Di che colore erano gli occhi di san Francesco?
di Franco Cardini
Non mi pare che nessuna fonte ci dica di che colore fossero gli occhi di Francesco. Sappiamo che aveva le orecchie piccole, aggraziate, leggermente appuntite: contrariamente a una tradizione iconica che invece le rappresenta ampie e prominenti. Ma gli occhi, no. Molto sappiamo invece delle malattie che li affliggevano, specie dopo la visita in Egitto durante la quale forse contrasse qualche infezione: occhi deboli, arrossati, lacrimanti, che egli usava detergere con un panno auguriamoci morbido e immacolato. Sappiamo anche delle cure alle quali fu sottoposto: l’oculistica, tanto quella antica quanto quella araba che il medioevo occidentale aveva ereditato, erano entrambe abbastanza raffinate, specie in materia di colliri.
Di lì a poco, l’Europa avrebbe anche cominciato a disporre di occhiali: ma non sapremmo dire quanto efficaci. Era quindi un Francesco sofferente, quasi cieco, quello che nel ’23 celebrò il Natale a Greccio e che l’anno seguente, in San Damiano, scrisse il Cantico delle Creature. Mi ha sempre colpito e commosso la presenza, di quella ch’è forse la poesia in volgare italico più bella che sia mai stata scritta, della luce e del colore: messer lo frate sole, “bello et radiante cum grande splendore”; la luna e le stesse, “clarite, preziose et belle” nell’azzurro cupo del cielo notturno; il fuoco “robustoso et forte”, che illumina il nero della notte; la terra, che produce “fructi, con coloriti flori et herba”; l’acqua, che nell’aggettivo “preziosa” riluce nel suo argenteo fluire; la corona che attende coloro “che perdonano per lo Tuo amore”, che sarà fulgida dell’oro fino delle tavole d’altare.
L’oro, l’argento, il rosso, il blu, il verde, il nero.
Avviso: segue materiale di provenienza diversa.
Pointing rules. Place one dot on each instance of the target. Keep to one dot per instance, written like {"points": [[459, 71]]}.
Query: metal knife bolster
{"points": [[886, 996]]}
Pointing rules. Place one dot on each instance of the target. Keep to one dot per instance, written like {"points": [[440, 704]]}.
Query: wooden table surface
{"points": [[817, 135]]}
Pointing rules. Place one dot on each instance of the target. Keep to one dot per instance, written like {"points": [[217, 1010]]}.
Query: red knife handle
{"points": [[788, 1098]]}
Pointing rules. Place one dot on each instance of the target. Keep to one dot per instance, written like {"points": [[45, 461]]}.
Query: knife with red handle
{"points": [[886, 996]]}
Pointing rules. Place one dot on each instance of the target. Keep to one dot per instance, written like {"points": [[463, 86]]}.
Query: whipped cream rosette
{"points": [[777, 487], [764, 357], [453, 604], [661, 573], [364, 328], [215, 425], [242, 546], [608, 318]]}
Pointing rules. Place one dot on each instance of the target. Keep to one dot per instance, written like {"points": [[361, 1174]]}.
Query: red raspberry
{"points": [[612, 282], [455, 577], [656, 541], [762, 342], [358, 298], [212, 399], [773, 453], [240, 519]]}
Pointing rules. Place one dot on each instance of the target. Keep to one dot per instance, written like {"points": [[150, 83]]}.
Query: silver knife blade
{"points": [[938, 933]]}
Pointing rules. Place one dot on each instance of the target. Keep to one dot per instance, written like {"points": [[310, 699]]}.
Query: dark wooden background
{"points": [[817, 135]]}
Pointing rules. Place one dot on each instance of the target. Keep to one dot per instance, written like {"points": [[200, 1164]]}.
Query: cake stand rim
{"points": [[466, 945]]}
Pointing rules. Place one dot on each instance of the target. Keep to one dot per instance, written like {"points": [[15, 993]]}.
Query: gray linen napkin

Sono i colori delle miniature. D’altronde, l’indagine cromostorica è – come ben hanno dimostrato gli studi di Michel Pastoureau – molto difficili: e la difficoltà maggiore risiede nello stabilire un rapporto tra i colori che percepiamo e le parole che usiamo per esprimerli. D’altronde, nelle parole di Francesco forte si avverte l’influsso della scienza del tempo: ad esempio quella dei lapidari, i trattati sulle pietre e sulle gemme, nei quali s’insiste sul rapporto tra il cielo e il sottosuolo, tra il firmamento e le cavità della terra che custodiscono i metalli e le pietre preziose. La “preziosità” delle stelle risiede anche in questo.
Sulla base di questo rapporto tra le “virtù” celesti, emananti dagli astri, e le gemme nelle quali esse vengono impresse, si fonda la dottrina dell’amor cortese espressa da Guido Guinizzelli nel “manifesto” del Dolcestilnovo, al canzone Al cor gentil. E non stupirà certo riscontrare come il poeta assisano Francesco di Bernardone, che ben conosceva la Fin’Amor dei trovatori occitani, possa esser considerato un precursore dell’arte dolcestilnovistica.